Pour le Pr. Reinhard Busse, spécialiste des questions de management de la santé, cette « opulence hospitalière » ne résulte cependant pas d’un choix politique : « Même si sa taille a déjà été réduite de 25 % ses 20 dernières années, notre secteur hospitalier n‘a jamais été réformé en profondeur. Ce qui explique pourquoi il est en surcapacité dans certains domaines », affirme-t-il. Les hôpitaux étant sous tutelle des 16 Länder, il est difficile de cerner le budget global consacré outre-Rhin aux hôpitaux. On sait en revanche que la dépense de santé en euros et par habitant est de 4.459 euros en Allemagne (Eurostat, 2017), contre 3.883 euros pour la France.


Vieillissement démographique aidant, le point faible du système allemand est le manque de personnel. Fin 2019, 17 000 postes d’aides-soignants étaient inoccupés. En attendant une réforme, le Bundestag a voté, en septembre dernier, une aide supplémentaire aux hôpitaux de 4 milliards d’euros.

EN BELGIQUE : L'AUSTÉRITÉ GAGNE LA SANTÉ DES BELGES

« Depuis 20-30 ans la Belgique a fait le choix d’améliorer l'efficience de son système de santé », dixit Sophie Gerkens, économiste au centre d’expertise des soins de santé belge. Un objectif à l’accent libéral très prononcé et qui pourrait se résumer ainsi : augmenter la qualité et l’efficacité des soins tout en réduisant les coûts. Si le second objectif a été atteint, pour le premier les résultats sont mitigés.

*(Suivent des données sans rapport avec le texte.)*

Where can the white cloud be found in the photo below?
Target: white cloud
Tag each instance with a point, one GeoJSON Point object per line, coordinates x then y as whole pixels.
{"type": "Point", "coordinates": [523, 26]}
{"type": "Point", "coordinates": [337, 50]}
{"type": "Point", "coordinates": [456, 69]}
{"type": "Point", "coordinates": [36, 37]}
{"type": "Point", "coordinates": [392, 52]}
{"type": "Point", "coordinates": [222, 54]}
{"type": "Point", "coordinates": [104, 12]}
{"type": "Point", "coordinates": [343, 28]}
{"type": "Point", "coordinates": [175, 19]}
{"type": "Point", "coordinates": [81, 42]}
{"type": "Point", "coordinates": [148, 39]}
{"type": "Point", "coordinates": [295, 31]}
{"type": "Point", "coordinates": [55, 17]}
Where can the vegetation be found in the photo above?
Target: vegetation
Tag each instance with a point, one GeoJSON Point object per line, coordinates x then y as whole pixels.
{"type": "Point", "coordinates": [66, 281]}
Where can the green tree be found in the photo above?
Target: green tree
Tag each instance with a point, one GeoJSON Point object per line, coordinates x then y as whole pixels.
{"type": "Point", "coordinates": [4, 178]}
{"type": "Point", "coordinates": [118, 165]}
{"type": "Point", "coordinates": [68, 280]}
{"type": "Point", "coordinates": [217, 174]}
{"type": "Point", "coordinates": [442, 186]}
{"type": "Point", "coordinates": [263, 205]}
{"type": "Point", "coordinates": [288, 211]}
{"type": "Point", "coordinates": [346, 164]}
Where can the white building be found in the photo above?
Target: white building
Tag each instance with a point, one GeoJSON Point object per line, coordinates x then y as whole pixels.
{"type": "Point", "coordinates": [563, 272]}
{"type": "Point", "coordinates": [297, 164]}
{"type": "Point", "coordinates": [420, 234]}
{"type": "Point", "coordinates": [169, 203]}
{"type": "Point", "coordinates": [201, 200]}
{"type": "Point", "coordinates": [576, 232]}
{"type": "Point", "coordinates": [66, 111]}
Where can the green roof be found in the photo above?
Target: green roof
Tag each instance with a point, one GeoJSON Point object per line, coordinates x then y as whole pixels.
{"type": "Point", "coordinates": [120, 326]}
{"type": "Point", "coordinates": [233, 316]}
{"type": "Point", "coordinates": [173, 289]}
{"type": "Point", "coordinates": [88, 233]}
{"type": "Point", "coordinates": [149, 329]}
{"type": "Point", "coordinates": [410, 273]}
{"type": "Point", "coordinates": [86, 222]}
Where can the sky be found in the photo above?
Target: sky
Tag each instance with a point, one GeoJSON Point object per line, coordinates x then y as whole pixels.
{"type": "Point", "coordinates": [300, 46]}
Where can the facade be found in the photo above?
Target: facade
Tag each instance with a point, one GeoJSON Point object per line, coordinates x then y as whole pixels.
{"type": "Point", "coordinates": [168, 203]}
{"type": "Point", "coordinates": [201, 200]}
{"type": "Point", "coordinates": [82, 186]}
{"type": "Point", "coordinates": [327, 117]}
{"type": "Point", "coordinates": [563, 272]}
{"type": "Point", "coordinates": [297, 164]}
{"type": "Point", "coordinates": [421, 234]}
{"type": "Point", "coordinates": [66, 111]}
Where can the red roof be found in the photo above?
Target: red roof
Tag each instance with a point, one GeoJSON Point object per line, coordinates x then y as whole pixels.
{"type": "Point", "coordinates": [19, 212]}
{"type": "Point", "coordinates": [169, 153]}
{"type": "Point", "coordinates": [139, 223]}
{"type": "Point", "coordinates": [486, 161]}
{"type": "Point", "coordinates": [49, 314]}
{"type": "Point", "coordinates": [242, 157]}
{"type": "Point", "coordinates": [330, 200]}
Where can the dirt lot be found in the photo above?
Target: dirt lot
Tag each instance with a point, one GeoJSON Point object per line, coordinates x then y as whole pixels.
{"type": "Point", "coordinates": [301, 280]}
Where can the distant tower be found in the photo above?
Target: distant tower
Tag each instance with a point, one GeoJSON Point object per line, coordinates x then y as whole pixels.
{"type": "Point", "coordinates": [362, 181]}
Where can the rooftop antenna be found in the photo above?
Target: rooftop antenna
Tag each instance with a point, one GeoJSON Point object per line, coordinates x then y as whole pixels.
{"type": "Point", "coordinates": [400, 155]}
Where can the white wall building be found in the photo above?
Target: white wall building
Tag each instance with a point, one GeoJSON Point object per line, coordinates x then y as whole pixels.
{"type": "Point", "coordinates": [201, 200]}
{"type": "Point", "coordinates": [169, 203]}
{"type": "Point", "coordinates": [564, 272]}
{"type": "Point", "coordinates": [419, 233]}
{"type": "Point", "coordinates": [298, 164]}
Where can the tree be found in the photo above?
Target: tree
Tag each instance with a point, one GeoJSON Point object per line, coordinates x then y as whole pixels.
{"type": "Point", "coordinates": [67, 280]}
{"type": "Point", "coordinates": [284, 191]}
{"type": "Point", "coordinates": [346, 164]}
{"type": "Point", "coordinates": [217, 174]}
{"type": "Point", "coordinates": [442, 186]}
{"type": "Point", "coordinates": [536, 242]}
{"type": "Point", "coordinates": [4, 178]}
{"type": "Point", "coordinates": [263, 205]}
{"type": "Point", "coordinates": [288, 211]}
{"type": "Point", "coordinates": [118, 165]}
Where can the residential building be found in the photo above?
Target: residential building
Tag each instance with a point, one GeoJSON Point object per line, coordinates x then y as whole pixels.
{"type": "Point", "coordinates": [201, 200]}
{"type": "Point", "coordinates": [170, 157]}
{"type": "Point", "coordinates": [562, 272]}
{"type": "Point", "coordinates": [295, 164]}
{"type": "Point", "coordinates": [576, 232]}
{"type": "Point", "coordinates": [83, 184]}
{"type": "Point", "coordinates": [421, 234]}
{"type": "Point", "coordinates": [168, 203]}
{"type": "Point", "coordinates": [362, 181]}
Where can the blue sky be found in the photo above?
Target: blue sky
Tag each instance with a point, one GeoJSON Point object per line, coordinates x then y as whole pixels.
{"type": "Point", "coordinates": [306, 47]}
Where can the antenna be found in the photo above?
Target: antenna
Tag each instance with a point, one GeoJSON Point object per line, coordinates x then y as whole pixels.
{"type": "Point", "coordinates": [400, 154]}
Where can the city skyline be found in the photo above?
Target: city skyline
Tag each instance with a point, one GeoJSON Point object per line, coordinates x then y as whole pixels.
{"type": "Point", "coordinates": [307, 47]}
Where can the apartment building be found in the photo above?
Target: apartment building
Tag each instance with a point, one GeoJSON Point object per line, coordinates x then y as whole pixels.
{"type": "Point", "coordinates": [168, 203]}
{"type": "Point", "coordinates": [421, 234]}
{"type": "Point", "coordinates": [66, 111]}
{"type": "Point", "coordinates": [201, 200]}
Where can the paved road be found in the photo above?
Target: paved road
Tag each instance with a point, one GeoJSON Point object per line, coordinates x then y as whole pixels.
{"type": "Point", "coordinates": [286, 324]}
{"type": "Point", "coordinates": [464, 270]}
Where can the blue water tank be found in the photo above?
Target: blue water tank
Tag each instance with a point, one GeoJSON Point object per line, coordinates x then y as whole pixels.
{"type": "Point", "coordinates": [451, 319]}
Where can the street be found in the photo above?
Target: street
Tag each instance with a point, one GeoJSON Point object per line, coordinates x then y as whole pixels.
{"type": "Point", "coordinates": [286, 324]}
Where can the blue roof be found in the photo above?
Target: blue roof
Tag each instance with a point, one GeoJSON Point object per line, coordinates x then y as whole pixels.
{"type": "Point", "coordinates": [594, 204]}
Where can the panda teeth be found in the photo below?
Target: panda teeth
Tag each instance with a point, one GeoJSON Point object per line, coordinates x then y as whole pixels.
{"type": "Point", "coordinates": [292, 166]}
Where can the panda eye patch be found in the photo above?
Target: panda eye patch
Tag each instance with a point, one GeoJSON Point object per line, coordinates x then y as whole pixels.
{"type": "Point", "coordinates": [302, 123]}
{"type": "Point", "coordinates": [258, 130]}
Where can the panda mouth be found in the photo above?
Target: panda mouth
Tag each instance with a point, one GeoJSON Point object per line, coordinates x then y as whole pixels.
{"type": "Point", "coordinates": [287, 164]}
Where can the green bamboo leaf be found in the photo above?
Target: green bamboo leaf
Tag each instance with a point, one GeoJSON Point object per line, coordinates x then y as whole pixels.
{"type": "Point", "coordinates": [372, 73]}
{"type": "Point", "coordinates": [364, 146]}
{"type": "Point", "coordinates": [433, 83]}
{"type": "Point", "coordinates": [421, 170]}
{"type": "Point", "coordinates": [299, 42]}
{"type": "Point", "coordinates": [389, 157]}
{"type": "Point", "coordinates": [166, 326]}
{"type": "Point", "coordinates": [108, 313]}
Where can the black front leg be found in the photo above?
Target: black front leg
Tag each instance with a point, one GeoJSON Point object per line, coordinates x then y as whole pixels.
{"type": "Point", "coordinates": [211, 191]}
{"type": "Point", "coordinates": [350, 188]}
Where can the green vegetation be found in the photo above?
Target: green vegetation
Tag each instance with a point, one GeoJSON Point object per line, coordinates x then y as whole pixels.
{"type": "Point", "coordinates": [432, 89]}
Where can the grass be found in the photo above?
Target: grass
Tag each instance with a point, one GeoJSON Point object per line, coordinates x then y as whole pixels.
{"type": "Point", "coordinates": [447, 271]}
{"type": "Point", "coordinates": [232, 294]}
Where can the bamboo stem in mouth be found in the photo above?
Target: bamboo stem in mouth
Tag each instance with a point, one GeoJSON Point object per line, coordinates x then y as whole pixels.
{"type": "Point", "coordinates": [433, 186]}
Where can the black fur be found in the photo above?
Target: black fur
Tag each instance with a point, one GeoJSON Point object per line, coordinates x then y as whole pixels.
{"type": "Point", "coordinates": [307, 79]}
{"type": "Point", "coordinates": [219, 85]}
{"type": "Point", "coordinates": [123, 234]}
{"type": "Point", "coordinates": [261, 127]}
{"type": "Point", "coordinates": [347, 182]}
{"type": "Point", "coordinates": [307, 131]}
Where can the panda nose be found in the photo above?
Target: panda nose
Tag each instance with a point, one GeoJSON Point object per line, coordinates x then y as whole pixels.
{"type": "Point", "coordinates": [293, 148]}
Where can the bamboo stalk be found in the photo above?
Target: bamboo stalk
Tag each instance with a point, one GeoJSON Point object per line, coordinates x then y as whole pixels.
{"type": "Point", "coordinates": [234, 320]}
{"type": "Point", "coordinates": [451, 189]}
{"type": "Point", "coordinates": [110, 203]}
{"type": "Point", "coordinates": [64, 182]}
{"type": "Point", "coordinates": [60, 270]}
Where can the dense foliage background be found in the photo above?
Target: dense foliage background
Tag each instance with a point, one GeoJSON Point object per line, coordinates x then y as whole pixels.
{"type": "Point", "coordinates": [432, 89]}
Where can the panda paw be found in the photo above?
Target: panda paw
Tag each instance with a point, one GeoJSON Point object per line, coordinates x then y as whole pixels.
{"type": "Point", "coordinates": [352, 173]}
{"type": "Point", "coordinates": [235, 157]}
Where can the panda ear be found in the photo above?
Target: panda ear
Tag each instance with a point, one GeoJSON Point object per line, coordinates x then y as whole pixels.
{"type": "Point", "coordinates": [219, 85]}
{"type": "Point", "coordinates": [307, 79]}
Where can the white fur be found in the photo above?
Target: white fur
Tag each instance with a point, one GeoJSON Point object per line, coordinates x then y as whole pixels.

« La Belgique a commencé par supprimer des lits pour réduire le temps passé à l’hôpital », raconte Alain De Wever, Professeur émérite en économie de la santé et gestion hospitalière à l’Université libre de Bruxelles (ULB). En 30 ans, le royaume a fermé environ 12.000 lits dont la disparition a été compensée en partie par l’ouverture de 6.000 lits chroniques supplémentaires et une amélioration technologique. Le deuxième choix a été « de limiter le nombre de nouveaux médecins entrants. Ainsi, nous avons instauré en 1994 un numerus clausus », continue l’économiste. A suivi, dans les années 2010 notamment sous le gouvernement Michel, une politique d’austérité budgétaire qui a notamment réduit les recettes des institutions hospitalières. « Ces politiques ont affaibli la prévention des maladies et la comptabilité des hôpitaux » affirme Yves Coppieters’t, professeur de santé publique à l’ULB. En effet, si la part des dépenses dans la santé reste stable (environ 10 % du PIB) « le budget croît moins vite que l’augmentation des besoins de santé, constate Alain De Wever pour qui « si elle veut s’en sortir, la Belgique devra revoir sa stratégie pour mieux combattre le virus. » L’économiste pointe en effet un autre gros problème : le manque d’infirmières. « On a limité leur nombre alors que dans le même temps on demandait d’améliorer la qualité des soins, et cela se ressent avec la pandémie que nous vivons. » Dans l’entre-deux vagues de la Covid-19, peu de choses ont pourtant changé. « On a certes augmenté notre capacité de tests, mais le politique n’a pas retenu les leçons du premier confinement » insiste Yves Coppieters’t.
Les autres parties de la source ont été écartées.